Some error messages in the database world have not yet been internationalized.
Some are beyond my control, as they come from odbc or its native driver.


Multiple Representations.

A web form asks for your name, and you type in Fred Flintstone.
This piece of data is part of your edbrowse buffer.
In this sense it is merely text.
You can make corrections with the substitute command, etc.
Yet it is also carried into the html tags in html.c,
so that it can be sent when you push the submit button.
This is a second copy of the data.
As if that weren't bad enough, I now need a third copy for javascript.
When js accesses form.fullname.value, it needs to find,
and in some cases change, the text that you entered.
These 3 representations are "separate but equal",
using a lot of software to keep them in sync.
Remember that an input field could be an entire text area,
i.e. the text in another editing session.
When you are in that session, composing your thoughts,
am I really going to take every textual change, every substitute,
every delete, every insert, every undo,
and map those changes over to the html tag that goes with this session,
and the js variable that goes with this session?
I don't think so.
When you submit the form, or run any javascript for any reason,
the text is carried into the html tag, under t->value, and into the js object,
to make sure everything is in sync before js runs.
This is accomplished by jSyncup() in html.c.
When js has run to completion, any changes it has made to the fields have
to be mapped back to the editor, where you can see them.
This is done by jSideEffects() in html.c.
In other words, any action that might in any way involve js
must begin with jSyncup() and end with jSideEffects().
Once this is done, the tree of tags is rerendered,
and the new buffer is compared with the old using a simple diff algorithm.
Edbrowse tells you if any lines have changed.
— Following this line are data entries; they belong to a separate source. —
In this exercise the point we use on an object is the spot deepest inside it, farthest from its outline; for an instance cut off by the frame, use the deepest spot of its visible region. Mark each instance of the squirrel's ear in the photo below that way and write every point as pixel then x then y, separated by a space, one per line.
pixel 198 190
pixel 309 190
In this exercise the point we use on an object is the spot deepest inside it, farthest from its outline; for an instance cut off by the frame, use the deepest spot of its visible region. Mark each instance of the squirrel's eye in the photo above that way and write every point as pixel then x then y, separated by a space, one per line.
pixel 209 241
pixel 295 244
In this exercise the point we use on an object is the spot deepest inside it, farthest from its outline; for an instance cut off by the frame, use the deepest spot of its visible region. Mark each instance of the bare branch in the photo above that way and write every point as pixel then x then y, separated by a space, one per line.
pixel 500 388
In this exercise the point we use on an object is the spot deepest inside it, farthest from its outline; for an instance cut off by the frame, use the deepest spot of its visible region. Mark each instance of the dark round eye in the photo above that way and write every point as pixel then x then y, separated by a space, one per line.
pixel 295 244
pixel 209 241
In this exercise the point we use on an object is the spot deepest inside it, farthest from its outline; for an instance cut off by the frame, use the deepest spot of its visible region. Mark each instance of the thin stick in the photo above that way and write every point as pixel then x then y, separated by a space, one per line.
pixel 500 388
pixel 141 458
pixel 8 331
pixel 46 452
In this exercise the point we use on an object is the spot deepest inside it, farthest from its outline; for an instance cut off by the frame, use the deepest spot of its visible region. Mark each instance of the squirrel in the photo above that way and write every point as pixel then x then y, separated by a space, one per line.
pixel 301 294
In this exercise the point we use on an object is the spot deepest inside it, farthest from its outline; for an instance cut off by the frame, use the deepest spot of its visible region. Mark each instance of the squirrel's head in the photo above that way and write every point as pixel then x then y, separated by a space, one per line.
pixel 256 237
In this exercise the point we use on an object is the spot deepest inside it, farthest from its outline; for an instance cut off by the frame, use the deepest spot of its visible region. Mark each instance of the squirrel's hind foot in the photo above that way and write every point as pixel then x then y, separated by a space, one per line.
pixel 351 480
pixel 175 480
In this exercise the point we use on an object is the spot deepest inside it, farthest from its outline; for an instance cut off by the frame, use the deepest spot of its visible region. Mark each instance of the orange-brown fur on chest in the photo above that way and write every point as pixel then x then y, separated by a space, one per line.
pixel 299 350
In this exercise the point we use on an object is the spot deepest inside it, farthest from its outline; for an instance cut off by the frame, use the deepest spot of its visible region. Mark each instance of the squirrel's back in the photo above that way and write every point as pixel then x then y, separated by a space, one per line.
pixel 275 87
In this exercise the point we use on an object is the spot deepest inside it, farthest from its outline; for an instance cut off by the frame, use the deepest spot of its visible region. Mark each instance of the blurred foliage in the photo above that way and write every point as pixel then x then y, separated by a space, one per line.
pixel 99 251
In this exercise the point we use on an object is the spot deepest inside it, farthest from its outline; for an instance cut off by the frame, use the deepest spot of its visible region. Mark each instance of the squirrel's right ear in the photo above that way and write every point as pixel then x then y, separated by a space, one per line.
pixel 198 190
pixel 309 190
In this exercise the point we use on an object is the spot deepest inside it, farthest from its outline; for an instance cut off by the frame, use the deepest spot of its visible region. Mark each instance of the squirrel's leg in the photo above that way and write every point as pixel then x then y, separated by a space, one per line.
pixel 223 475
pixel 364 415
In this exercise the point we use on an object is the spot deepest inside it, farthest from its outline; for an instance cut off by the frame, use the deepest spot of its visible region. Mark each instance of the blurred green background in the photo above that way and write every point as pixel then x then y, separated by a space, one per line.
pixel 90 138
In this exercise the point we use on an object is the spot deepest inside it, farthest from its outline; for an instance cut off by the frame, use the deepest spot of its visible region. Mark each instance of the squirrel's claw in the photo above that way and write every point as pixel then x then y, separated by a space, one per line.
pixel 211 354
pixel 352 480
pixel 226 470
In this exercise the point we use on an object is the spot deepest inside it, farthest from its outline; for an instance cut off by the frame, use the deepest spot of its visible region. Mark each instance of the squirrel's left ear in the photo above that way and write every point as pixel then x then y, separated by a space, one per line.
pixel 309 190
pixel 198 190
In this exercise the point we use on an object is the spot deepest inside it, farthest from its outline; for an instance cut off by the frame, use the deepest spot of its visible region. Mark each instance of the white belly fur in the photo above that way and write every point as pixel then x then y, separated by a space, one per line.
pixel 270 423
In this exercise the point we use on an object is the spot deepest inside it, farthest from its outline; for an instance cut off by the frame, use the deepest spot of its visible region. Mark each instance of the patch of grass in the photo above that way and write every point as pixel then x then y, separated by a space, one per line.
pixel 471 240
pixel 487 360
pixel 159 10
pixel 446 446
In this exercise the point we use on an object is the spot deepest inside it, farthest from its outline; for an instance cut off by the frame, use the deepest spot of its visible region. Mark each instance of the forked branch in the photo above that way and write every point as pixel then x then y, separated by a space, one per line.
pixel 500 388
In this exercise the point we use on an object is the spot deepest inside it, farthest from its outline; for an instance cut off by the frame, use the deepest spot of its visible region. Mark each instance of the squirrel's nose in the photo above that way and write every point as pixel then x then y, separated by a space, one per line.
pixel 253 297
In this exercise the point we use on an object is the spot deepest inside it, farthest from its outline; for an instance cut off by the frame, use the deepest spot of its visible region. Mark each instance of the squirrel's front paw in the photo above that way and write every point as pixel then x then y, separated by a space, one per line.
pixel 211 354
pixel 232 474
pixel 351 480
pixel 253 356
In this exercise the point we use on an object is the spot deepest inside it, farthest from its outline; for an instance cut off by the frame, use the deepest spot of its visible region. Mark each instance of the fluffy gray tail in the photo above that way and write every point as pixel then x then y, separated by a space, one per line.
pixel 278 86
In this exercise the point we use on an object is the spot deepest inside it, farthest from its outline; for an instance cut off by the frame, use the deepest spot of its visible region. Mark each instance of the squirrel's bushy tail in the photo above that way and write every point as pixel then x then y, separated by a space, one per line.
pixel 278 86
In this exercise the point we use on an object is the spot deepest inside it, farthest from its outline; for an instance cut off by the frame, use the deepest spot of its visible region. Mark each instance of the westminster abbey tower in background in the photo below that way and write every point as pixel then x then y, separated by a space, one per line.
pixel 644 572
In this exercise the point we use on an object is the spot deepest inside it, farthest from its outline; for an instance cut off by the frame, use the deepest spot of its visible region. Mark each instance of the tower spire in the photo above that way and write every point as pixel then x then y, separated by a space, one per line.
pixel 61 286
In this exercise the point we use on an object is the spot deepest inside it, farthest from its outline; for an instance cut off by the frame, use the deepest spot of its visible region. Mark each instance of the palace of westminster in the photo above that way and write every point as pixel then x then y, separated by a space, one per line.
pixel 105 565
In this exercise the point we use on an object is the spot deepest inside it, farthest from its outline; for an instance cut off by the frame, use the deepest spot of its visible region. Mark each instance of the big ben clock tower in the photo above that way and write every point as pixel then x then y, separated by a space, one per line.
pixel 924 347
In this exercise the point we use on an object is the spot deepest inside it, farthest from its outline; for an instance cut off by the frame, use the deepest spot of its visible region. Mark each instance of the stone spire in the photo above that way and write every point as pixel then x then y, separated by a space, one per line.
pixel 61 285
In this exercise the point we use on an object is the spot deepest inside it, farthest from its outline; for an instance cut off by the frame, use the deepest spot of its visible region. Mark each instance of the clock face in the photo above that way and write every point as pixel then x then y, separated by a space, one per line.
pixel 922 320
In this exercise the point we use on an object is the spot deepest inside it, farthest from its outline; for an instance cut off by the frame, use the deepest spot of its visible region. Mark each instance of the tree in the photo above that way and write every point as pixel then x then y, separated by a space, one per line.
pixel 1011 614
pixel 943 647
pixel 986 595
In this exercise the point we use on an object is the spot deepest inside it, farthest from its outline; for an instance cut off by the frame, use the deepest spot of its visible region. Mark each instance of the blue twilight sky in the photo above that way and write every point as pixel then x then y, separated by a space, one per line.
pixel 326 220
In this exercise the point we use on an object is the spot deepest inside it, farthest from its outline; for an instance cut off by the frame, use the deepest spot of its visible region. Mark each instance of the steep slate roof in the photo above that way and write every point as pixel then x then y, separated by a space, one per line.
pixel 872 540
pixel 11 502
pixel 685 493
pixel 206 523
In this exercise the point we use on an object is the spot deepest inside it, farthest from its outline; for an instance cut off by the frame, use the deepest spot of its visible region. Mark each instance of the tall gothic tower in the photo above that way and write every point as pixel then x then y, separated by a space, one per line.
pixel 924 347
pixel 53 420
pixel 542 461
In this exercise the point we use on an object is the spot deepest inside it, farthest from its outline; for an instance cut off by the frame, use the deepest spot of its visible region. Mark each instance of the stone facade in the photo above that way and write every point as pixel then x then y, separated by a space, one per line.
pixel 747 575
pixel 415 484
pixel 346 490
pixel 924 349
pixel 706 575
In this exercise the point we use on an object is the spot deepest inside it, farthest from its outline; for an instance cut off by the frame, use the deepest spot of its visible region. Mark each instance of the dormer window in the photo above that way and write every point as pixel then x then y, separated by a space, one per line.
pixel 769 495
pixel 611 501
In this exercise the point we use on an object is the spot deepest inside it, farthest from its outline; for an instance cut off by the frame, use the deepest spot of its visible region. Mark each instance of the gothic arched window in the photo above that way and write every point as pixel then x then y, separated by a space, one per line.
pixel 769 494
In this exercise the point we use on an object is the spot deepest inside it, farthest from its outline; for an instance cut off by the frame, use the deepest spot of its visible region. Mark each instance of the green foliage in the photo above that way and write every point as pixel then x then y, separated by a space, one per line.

Line 357 has been updated.

Such updates are only printed every 20 seconds or so, since some visual websites change data, down in the lower left corner, a dozen times a second,
and we don't need to see a continuous stream of update messages.
However, if you submit something and that changes the screen, you want to know about that right away.
Implementing all of this was not trivial!


Some text is invisible as per css{display:none},
and some text only comes to light if you hover over something.
Edbrowse does not display this text, but sometimes edbrowse gets it wrong,
so if the website seems sparse, like you're missing something important,
use the showall command to reveal all of this text,
even some sections that might not be relevant to your situation.
Formerly invisible text looks like this.

You are logged in as John Smith,
if you are not John Smith please <log out>.

This block might be invisible unless you are actually logged in.
All text is displayed if javascript is disabled via the js- command,
because css doesn't run without javascript.


Use the help command for a quick list of all the edbrowse commands.
This is a copy of the quick reference guide in usersguide.html.


There is an in-built javascript dom debugger that you enter via the jdb command.
. or bye to exit.
Javascript expressions are evaluated, and the document objects are available.
document.head is the head of your document <head>,
document.body is the body <body>,
document.body.firstChild is the first node under <body>, and so on.
showscripts() shows all the javascripts, even those dynamically created.
Such debugging is beyond the scope of this README file.
Read the Debugging Javascript article in the edbrowse wiki.